Nader Henein, VP Analyst, Gartner
India's Personal Data Protection Bill, which has been in the making for about five years, is delaying business decisions because of lack of clarity, said Nader Henein, Vice President Analyst at Gartner. In an interview with Neha Alawadhi, he spoke about the difficulty organisations and governments face when it comes to issues like lawful access to information and breaking encryption.

Edited excerpts from the interview conducted over video:

What do you think of the current privacy frameworks in India?

In terms of privacy and personal data protection, I've been tracking the Indian legislation since the formulation of the Srikrishna committee... (and) it seems like it's dragging. It's about time something was put into law or at least put it down for a vote, and it can perhaps be fixed if there is something broken with it.

When you're doing business with international organizations, you're expected to maintain a certain standard, and that standard has been set by the European Union's General Data Protection Regulation (GDPR), it helps businesses when you have local legislation that aligns with that. 

In South Africa, something similar happened with the Protection of Personal Information Act (POPI) Act, which was proposed in 2013 and [was] just passed this year. Potentially, there's nothing to stop India from introducing their own legislation, and achieving adequacy with the EU a few years later. So Japan did that a few years ago, passing their own privacy legislation, and they achieved adequacy with GDPR. What that means is that information can flow between Europe and Japan without restriction. So, when a European company is looking to invest or work with a Japanese company, the risk for them is far lower because of that adequacy agreement. 

How did businesses manage in South Africa during the time the POPI Act was passed?

A lot of organisations put in a lot of effort to prepare for the POPI Act, because they didn't want it to pass overnight and then have a very limited time for compliance. Eight years later, a very different law is amended and passed. Instances like these erode organizations' faith in the value of compliance or early compliance, and they transition to this wait and see type of company where they don't care until the next time a proposed legislation passes.

Do you think there is over regulation in India with regard to data that causes overlap across different sectors?

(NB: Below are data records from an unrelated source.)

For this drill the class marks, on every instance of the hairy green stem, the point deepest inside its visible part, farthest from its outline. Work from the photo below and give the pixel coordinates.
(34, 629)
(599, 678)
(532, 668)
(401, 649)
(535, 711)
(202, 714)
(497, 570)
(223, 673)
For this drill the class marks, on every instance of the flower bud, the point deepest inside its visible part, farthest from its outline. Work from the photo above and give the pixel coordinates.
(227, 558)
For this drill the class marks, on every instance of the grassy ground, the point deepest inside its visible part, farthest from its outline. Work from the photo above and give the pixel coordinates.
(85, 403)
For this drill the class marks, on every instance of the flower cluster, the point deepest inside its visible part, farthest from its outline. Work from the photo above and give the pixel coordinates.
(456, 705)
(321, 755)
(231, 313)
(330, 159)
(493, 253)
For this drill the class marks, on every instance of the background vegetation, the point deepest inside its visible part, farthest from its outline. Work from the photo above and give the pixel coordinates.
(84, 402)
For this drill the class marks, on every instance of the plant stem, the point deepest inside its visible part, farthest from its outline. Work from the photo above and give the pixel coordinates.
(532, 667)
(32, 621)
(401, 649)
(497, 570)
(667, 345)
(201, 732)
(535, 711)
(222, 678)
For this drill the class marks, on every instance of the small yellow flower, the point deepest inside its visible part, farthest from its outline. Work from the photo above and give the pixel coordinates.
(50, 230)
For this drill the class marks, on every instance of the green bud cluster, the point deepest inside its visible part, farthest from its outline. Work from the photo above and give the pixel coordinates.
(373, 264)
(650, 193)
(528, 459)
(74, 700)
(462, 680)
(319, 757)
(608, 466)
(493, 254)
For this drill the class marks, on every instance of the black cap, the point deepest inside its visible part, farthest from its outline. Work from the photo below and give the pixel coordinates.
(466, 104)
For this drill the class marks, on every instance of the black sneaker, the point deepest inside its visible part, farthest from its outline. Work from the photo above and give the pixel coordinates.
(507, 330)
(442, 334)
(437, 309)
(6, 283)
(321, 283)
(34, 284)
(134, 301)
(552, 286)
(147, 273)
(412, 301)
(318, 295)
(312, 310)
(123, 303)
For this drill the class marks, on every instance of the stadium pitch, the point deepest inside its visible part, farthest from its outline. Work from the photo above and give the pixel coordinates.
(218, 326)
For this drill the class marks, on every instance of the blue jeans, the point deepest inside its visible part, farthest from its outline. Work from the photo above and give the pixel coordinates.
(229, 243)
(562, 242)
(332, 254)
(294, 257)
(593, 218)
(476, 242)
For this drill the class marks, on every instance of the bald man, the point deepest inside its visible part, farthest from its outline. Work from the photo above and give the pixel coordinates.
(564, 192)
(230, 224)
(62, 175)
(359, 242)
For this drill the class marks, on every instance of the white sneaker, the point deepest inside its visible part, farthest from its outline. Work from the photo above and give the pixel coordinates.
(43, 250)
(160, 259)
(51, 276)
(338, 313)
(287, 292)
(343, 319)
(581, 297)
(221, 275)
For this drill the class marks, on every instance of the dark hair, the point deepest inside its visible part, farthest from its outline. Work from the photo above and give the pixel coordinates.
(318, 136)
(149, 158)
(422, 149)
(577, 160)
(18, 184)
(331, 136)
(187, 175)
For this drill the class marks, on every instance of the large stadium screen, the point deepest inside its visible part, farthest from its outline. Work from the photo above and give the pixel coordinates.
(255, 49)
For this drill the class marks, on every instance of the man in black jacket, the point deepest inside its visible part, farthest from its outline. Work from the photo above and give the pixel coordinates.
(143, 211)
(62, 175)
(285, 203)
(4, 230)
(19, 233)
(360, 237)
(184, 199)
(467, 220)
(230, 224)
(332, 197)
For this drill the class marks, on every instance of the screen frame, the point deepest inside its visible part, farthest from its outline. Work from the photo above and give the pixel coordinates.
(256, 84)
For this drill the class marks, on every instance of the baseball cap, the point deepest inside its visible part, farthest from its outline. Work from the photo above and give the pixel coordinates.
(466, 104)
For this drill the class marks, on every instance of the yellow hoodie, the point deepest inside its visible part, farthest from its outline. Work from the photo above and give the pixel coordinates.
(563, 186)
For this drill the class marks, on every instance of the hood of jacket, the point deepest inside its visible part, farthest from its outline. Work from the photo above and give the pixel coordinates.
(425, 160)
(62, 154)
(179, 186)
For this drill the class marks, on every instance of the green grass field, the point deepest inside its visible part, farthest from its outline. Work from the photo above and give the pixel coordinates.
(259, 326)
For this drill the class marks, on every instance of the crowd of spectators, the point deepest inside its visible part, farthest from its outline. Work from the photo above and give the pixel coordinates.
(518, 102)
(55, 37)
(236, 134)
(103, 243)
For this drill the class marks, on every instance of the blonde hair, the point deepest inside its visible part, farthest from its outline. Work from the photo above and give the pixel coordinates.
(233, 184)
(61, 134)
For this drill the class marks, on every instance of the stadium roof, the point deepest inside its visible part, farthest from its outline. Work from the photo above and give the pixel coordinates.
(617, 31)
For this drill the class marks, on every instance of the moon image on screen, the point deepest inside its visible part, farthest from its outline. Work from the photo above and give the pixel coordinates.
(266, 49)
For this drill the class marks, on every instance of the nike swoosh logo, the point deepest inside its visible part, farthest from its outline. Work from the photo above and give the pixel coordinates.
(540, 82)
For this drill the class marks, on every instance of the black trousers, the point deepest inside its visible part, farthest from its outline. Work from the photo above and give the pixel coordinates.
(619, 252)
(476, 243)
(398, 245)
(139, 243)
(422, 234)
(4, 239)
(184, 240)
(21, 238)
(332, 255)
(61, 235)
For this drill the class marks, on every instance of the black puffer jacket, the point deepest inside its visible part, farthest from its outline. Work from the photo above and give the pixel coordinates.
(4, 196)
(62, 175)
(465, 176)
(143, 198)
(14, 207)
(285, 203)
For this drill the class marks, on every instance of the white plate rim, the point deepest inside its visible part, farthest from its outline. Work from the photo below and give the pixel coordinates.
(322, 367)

You try to apply regulations to either a sector or the actual information. For example, the GDPR applies across every single sector; there are no exemptions. There are certain things called derogations but they're defined within the regulation. Any other law that passes needs to align itself with the GDPR. 

So for example, in the US, California has the California Consumer Privacy Act. It creates carve outs for healthcare, and it creates carve outs for finance. This has to be done because otherwise, organizations will challenge laws in court saying they're contradictory. So for example if the privacy legislation says you have to delete information after three months, and other legislation says you have to maintain the information for up to six months. That's very confusing for organisations. 

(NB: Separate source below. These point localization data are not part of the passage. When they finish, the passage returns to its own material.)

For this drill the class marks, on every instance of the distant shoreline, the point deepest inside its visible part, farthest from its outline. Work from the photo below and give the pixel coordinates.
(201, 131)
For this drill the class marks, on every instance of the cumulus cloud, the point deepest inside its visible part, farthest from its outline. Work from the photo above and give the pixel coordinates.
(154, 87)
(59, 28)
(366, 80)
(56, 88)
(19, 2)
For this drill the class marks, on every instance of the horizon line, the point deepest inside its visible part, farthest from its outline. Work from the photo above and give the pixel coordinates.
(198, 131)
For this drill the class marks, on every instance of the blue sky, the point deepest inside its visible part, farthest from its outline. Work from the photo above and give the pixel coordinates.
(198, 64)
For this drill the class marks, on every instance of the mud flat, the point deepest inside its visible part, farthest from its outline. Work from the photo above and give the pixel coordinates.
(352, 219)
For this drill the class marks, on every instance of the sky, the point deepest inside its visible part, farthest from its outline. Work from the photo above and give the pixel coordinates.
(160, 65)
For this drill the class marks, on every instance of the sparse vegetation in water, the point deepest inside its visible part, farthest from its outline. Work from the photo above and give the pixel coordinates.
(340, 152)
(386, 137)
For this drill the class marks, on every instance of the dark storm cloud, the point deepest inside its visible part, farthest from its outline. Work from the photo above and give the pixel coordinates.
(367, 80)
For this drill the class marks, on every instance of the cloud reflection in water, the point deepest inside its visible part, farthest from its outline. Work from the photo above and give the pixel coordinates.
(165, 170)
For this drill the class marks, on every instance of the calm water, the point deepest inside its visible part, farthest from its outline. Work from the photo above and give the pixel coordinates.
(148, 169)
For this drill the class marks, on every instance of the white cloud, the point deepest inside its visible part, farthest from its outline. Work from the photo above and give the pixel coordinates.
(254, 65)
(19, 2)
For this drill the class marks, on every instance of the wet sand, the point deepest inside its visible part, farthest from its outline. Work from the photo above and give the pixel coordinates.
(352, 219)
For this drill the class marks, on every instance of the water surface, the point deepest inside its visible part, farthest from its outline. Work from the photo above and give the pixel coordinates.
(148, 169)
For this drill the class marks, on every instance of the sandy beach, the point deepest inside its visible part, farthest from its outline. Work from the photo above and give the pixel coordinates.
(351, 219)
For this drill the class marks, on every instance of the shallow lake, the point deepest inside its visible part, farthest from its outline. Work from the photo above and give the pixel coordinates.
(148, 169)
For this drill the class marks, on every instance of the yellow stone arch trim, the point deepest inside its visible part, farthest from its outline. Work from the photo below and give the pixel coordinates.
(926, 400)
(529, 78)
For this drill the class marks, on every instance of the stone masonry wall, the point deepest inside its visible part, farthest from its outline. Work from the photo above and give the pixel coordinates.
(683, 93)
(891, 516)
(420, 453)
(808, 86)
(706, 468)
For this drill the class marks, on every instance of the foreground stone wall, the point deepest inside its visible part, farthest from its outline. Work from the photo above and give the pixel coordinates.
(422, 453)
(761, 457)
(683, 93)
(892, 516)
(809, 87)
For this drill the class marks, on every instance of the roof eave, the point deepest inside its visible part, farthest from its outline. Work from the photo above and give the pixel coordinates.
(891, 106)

There is a view that companies' privacy policies should not supersede Indian law. Recent examples are WhatsApp's updated privacy policy and Twitter's pushback in the face of takedown requests from the government.  How do you see a good solution?

There is no easy answer. On one hand, a company the size of Twitter that has global coverage, would have a very difficult time operating if they had to apply different rules in every different country. In some instances, you can change your product from one country to the other, but sometimes you don't have that option. In the case of Twitter, maybe you can make rules based on IP addresses, but let's say for example in the case of Apple or Android, when you're building devices, and those cannot easily be changed. 

Regulation needs to hold companies responsible to a certain extent, but this is going to be a big debate. 

Is it more complex in the case of encryption and lawful access?

It continues to be a big debate, and this has been a big subject since the mid-90s, if you remember the clipper chip and key escrow. This is when the US government was trying to get encryption providers to introduce a backdoor into their product, so then the government can gain access to information. Their argument was terrorism or child abuse. The counter argument to that is, you're then putting everyone else at a disadvantage to target a minute portion of the population. Balancing that is very difficult and it changes.

As long as there is privacy, and as long as there are bad people doing things, there's going to be a point in the middle where the government's right to gain access to information is going to always push against the rights of an individual to maintain their privacy.